Of Fire and the Void: A orphan's introduction to soldiery
Date: 7 May 2004, 11:55 PM

      "James, damn it, come on!" Henry yelled at me. I was then trying desperately to hold onto a stolen rifle as I ran, tripping a little in my scavenged boots.
      "Come on, James, let's go!" Henry again yelled. He stood in the doorway, his frame illuminated by the bright light outside. I panted, my left boot falling off as I ran as fast as I can, the rifle somehow managing to stay inside the crook of my arm (it being way too big), ammunition falling from my coat-pockets.
      Henry ushered me outside the door, where I staggered, more bullets falling out, my breath coming in gasps. I wheezed, lungs bursting; I had never by then ran so far. Henry slapped me in the back.
      "Good job, kid. You might make the gang if you keep it up. Let's go before the jarheads come." He ran then, holding in his arm effortlessly three fully-loaded assault rifles. It somehow seemed so strange then, to see this lanky, skinny guy of sixteen in a threadbare coat running like the wind in oversize sandals; I ran after him, tripping and falling, my fat frame bulging in grotesque places, the rifle shaking perilously in my hands, and my sole remaining boot clopping independent of my foot.

      By the way, this is the city of Liverpool; I am living with the Red-Keeneedy gang, whose members consist of those who were orphaned because of the ongoing war. My parents are gone; probably dead. I've been living harvesting weapons from abandoned military caches, where we sell them to civilians interested in owning a gun just in case the aliens barge in their door. What we don't tell them is that the guns might just as well as blow up in their as they are to shoot; telling the truth, I found, is bad for business. And my name, as you might know, is James.

      Me and Henry reach the house by dusk, the skies full of whirling Pelicans filled with the brave, scared soldiers. My brother is in one, I hope; but he is probably dead. Probably dead. If someone went missing, they went "probably dead." If someone got lost, they were-
      "Damn, James, you're daydreaming again." Henry slapped on the back of the head. "I swear, one day you'll trip on some mines and die. It's not like I'll care,
but still-" He didn't finish. I didn't ask him to elaborate; I'd rather not know how much he cared for me. Ignorance, I've found again and again, is a bless. Instead, I asked him:
      "So what are we eating today? I thought Peter found us some cans, or whatnot."
      "Cans? If there are cans, you know we're not going to eat them. Why-" Suddenly the alarms began ringing; a horrible klaxon sound that tore at my ears. I dropped the rifle I had by then managed to nestle comfortably in my arms, and covered my ears. Henry, similarly affected by the sound, grabbed me by the hem of my coat and pulled me along to safehouse.
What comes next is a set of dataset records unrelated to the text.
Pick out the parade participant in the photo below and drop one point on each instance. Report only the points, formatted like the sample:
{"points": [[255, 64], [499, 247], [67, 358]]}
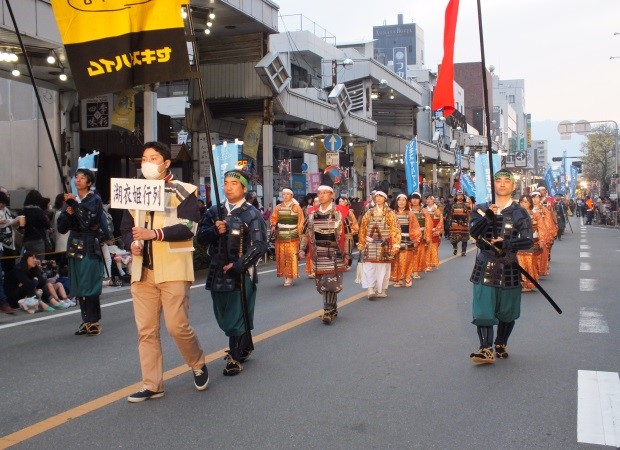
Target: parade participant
{"points": [[528, 259], [324, 237], [82, 216], [426, 228], [237, 238], [287, 221], [379, 240], [546, 230], [589, 210], [561, 216], [351, 228], [162, 273], [501, 229], [458, 218], [402, 266], [432, 255]]}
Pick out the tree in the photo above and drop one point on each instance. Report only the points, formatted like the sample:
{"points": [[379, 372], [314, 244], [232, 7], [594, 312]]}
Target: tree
{"points": [[599, 161]]}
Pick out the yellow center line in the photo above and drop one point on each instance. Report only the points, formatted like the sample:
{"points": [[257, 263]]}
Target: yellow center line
{"points": [[98, 403]]}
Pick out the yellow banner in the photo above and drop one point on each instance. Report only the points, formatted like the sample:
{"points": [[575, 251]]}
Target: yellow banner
{"points": [[89, 20]]}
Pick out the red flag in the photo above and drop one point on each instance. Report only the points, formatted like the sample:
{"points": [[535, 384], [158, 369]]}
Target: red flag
{"points": [[444, 91]]}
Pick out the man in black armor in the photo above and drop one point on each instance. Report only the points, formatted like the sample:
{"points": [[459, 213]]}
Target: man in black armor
{"points": [[237, 238], [500, 230]]}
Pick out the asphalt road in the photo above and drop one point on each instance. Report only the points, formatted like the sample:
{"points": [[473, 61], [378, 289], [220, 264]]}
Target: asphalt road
{"points": [[391, 373]]}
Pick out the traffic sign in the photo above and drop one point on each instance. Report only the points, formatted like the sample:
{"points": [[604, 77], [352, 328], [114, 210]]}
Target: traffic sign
{"points": [[332, 142]]}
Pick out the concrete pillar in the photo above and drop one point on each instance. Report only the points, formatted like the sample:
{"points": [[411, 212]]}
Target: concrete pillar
{"points": [[369, 167], [150, 113], [268, 165]]}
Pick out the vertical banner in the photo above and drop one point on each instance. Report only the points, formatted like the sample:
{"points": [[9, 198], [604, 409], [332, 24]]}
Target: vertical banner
{"points": [[467, 185], [410, 160], [444, 90], [118, 44], [549, 180], [315, 181], [574, 173], [251, 136], [399, 55], [484, 177], [225, 158]]}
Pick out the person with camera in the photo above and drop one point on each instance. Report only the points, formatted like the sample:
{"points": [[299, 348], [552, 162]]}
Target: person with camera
{"points": [[82, 216]]}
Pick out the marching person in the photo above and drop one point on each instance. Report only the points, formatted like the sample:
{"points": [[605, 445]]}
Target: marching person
{"points": [[501, 229], [402, 266], [324, 237], [287, 221], [458, 219], [379, 239], [351, 228], [82, 216], [237, 238], [432, 255], [162, 273], [426, 228]]}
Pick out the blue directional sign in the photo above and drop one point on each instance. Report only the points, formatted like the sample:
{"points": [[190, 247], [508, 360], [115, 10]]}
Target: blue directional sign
{"points": [[332, 142]]}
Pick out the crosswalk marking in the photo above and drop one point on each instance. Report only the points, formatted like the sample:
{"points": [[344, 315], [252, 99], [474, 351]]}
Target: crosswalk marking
{"points": [[592, 320], [598, 408]]}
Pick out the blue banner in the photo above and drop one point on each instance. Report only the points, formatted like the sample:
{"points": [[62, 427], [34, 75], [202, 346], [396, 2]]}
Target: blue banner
{"points": [[411, 166], [550, 181], [467, 185], [483, 176], [225, 158], [574, 173]]}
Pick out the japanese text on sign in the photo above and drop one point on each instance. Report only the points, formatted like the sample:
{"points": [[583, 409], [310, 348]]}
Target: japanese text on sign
{"points": [[128, 60], [143, 195]]}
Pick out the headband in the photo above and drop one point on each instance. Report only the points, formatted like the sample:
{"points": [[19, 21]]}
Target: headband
{"points": [[503, 173], [238, 175]]}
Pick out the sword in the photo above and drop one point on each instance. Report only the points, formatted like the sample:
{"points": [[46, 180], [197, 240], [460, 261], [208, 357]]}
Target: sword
{"points": [[524, 272]]}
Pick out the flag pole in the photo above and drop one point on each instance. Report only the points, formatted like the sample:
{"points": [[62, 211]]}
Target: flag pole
{"points": [[485, 89], [36, 93], [203, 106]]}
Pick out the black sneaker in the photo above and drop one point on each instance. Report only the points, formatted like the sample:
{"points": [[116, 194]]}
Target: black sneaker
{"points": [[501, 351], [201, 378], [82, 329], [143, 395], [233, 367]]}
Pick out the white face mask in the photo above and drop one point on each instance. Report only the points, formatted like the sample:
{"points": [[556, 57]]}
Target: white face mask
{"points": [[150, 171]]}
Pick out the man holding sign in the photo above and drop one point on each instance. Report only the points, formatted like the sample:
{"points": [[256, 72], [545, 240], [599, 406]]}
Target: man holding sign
{"points": [[163, 270]]}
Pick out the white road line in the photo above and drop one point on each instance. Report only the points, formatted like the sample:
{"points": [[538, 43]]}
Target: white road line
{"points": [[598, 408], [588, 284], [591, 320]]}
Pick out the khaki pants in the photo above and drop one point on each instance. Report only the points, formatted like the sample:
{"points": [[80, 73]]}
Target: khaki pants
{"points": [[149, 298]]}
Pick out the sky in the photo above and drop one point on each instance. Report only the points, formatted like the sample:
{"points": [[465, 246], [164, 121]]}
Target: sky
{"points": [[561, 48]]}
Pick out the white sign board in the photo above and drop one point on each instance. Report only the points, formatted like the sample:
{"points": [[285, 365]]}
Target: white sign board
{"points": [[137, 194], [332, 159]]}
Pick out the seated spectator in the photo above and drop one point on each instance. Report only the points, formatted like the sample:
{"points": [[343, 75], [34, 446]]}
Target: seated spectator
{"points": [[27, 281]]}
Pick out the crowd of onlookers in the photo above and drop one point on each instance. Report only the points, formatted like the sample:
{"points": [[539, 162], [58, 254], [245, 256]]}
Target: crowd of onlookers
{"points": [[34, 275]]}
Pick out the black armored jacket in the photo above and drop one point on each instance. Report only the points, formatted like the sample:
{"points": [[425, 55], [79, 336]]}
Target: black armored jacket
{"points": [[513, 224], [244, 242], [87, 225]]}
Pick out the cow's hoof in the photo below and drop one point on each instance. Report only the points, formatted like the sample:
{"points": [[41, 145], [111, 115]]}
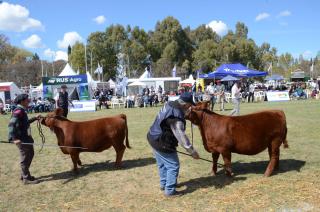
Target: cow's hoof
{"points": [[75, 171], [213, 173]]}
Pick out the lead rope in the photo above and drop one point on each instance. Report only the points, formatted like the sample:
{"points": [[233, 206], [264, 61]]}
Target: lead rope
{"points": [[191, 132], [43, 139]]}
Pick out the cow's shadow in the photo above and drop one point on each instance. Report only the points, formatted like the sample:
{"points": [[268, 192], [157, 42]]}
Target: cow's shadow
{"points": [[97, 167], [239, 168], [260, 167], [218, 181]]}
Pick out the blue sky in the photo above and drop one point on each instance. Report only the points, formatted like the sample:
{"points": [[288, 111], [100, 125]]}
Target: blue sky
{"points": [[290, 26]]}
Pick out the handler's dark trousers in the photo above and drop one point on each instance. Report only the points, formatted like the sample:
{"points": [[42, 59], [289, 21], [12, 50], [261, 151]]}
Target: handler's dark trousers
{"points": [[65, 112], [26, 156], [251, 95]]}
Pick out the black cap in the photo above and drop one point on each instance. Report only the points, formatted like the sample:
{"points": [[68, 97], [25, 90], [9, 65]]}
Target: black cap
{"points": [[20, 98], [187, 98]]}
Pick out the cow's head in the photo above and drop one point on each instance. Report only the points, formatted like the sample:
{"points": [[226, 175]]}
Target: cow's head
{"points": [[203, 105], [192, 114], [49, 120]]}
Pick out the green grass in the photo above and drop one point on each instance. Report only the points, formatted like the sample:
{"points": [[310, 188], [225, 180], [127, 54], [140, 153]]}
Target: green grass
{"points": [[135, 187]]}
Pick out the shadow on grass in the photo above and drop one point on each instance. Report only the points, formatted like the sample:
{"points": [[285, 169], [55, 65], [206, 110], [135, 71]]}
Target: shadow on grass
{"points": [[97, 167], [218, 181], [221, 180], [260, 167]]}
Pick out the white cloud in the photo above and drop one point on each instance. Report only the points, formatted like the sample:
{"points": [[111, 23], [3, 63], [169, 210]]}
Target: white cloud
{"points": [[61, 55], [262, 16], [69, 38], [58, 55], [100, 19], [14, 17], [33, 42], [307, 54], [49, 53], [219, 27], [284, 13]]}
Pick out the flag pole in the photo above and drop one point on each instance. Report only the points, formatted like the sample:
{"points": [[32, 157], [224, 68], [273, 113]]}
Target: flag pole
{"points": [[85, 56]]}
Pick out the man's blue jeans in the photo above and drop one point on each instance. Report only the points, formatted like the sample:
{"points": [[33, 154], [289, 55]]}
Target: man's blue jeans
{"points": [[168, 165]]}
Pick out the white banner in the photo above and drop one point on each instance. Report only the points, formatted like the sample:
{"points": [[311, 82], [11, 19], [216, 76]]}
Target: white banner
{"points": [[83, 106], [278, 96]]}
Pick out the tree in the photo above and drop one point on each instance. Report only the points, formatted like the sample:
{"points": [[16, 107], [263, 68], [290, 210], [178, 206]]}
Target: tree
{"points": [[205, 57], [6, 50], [35, 57], [241, 30], [69, 51], [202, 33]]}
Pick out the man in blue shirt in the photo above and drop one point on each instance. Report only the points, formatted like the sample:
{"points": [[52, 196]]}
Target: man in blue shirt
{"points": [[167, 131]]}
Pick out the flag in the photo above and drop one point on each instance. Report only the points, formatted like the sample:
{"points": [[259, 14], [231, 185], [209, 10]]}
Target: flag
{"points": [[98, 70], [174, 70], [270, 68], [311, 68]]}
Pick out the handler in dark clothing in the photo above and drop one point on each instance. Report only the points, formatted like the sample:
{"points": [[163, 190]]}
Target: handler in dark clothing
{"points": [[164, 135], [20, 132], [63, 100]]}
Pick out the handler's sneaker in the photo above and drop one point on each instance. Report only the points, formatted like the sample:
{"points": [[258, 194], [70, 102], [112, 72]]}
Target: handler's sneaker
{"points": [[174, 194], [30, 181], [31, 178]]}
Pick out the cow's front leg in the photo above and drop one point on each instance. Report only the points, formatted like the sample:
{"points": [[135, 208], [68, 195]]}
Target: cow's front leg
{"points": [[227, 163], [75, 159], [215, 157]]}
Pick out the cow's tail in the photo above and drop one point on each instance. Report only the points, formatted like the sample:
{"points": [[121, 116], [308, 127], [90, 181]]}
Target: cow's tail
{"points": [[284, 139], [126, 129]]}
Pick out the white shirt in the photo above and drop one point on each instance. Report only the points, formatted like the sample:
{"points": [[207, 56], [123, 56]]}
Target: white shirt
{"points": [[251, 88], [211, 89], [235, 92]]}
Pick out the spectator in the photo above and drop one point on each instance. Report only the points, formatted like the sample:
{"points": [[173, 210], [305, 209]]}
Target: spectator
{"points": [[211, 89], [251, 93], [235, 95], [220, 94]]}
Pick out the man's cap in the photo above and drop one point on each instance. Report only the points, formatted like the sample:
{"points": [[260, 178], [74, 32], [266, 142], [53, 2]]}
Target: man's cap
{"points": [[187, 98], [20, 98]]}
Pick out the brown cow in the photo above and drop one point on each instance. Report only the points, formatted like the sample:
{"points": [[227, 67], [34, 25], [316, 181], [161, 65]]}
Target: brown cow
{"points": [[247, 134], [94, 135]]}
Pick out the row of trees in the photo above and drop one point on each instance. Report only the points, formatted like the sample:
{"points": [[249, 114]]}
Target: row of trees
{"points": [[168, 44]]}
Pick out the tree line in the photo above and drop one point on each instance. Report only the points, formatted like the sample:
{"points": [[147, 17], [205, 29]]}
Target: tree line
{"points": [[169, 44]]}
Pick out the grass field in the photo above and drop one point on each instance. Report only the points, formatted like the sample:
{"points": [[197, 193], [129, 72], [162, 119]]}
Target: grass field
{"points": [[135, 187]]}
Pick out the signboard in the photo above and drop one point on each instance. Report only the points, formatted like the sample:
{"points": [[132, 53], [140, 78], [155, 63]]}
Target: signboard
{"points": [[83, 106], [76, 83], [278, 96], [76, 79], [4, 88]]}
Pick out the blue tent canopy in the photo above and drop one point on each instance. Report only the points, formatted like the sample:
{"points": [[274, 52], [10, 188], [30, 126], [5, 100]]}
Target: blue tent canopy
{"points": [[235, 70], [275, 77], [229, 78]]}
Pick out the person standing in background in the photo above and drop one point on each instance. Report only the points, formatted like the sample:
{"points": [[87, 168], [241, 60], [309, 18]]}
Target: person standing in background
{"points": [[211, 89], [63, 100], [236, 97], [20, 134], [220, 88], [251, 92]]}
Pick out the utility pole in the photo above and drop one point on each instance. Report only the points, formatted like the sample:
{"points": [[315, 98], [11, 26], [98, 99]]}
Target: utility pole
{"points": [[41, 68], [91, 62], [85, 56], [52, 66]]}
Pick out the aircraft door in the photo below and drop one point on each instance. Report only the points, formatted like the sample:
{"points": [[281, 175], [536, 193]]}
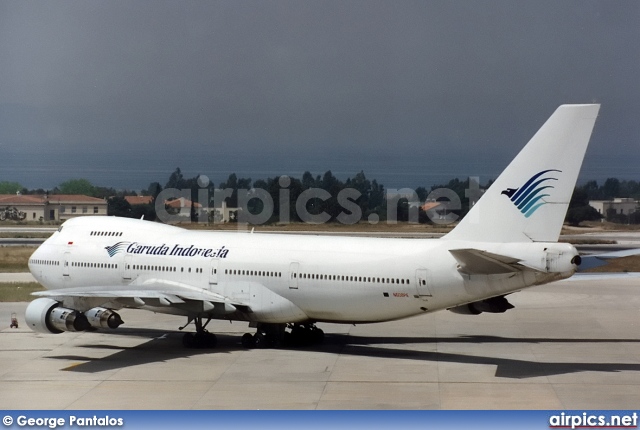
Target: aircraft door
{"points": [[423, 284], [65, 264], [213, 271], [126, 270], [294, 269]]}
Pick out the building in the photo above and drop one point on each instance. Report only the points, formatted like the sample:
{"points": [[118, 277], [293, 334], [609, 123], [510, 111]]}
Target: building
{"points": [[139, 200], [55, 207], [621, 206]]}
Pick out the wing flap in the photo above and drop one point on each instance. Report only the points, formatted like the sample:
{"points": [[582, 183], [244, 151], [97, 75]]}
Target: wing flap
{"points": [[152, 293]]}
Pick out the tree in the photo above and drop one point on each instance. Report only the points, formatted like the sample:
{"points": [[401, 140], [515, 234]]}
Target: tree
{"points": [[9, 187], [579, 208], [77, 186], [118, 206]]}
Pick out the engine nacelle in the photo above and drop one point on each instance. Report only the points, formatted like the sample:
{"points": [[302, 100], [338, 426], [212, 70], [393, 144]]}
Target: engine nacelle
{"points": [[494, 305], [47, 316], [103, 318]]}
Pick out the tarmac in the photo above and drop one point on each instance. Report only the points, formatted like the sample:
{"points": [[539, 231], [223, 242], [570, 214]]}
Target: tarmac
{"points": [[569, 345]]}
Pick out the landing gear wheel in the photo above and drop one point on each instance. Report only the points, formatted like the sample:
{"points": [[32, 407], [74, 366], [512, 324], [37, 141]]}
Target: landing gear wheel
{"points": [[188, 340], [317, 335], [248, 340], [260, 341]]}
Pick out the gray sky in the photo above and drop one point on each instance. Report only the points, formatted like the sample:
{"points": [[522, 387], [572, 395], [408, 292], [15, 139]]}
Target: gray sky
{"points": [[122, 92]]}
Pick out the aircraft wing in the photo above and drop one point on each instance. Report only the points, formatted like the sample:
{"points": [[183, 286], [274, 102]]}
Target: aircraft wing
{"points": [[596, 260], [603, 276], [154, 292]]}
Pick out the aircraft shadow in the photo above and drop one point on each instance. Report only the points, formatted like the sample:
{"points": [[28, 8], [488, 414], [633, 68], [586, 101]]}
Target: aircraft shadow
{"points": [[164, 346]]}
      "The Covies?" Francis, a boy with rather large ears, asked. Boss nodded.
      "Ya didn't hear the warnings? Covies, my little friends. Yonder blue headed-fucknuts." He gesticulated vaguely to show what he meant.
      "Well, we got nothing to be afraid about. WE got guns, and hey, we managed to live so far, right?" Henry said, and everyone clapped him on the back. He grinned. He, of course, did not mention the little selling point we 'forgot' to mention to the customers.
      "Henry's right, we people got nothin' to be scared about, with nobody." Boss said. Everyone nodded again nervously. Boss continued. "Hell, we got-"
      "Freeze!" A helmeted figure burst from the locked door; scoped rifle in hand, light glinting off from his visor, he was... scary. From the suddenly wafting smell I knew that someone had pissed their pants.
      More followed the helmeted figure, all armored. They clustered around the doorway, weapons up, until one said, "These are just kids, captain."
      "I don't think so, soldier." One of the helmeted figures said. "The scanning showed definite signs of Covenant infiltration here... Shielding, cloaking, re-imaging. One of these kids are not what they seem to be." He motioned one of the men forward. "Caparzo, start energy-scanning. Kids, line up against the wall. If you haven't done anything wrong, none of you have anything to fear." This statement, of course, caused even more fear. I saw Henry lock his hands into a fist. His fingers clutched the back of his neck tightly.
      "Alright, kids, line up. Caparze-" Then it happened.

      Henry suddenly went still, seemingly frozen; then he melted, like quicksilver, his form wavering and hurting one's eyes, then he suddenly became a alien.
Where stood a lanky sixteen year-old stood now a 8-foot Alien, a elite, I think it was called, filling the room. It dashed aside one of the kids (Bruno, I think) and slammed him against the wall; then it swung the now-limp body into the soldiers, knocking two of them aside.
      The soldiers started firing. Their bullets seemed to glance off some invisible armor the Elite seemed to have, and they ricocheted around, until lodging in flesh or metal. The soldiers were all right; but the kids were not.
Flesh tore, limbs ripped; blood gushed forth. But the soldiers didn't seem to see; they kept firing, until at last one bullet tore through the giant's muscles, then another, then a swarm of lead. It fell screaming, the limp, now-headless body of Bruno still in it's grasp.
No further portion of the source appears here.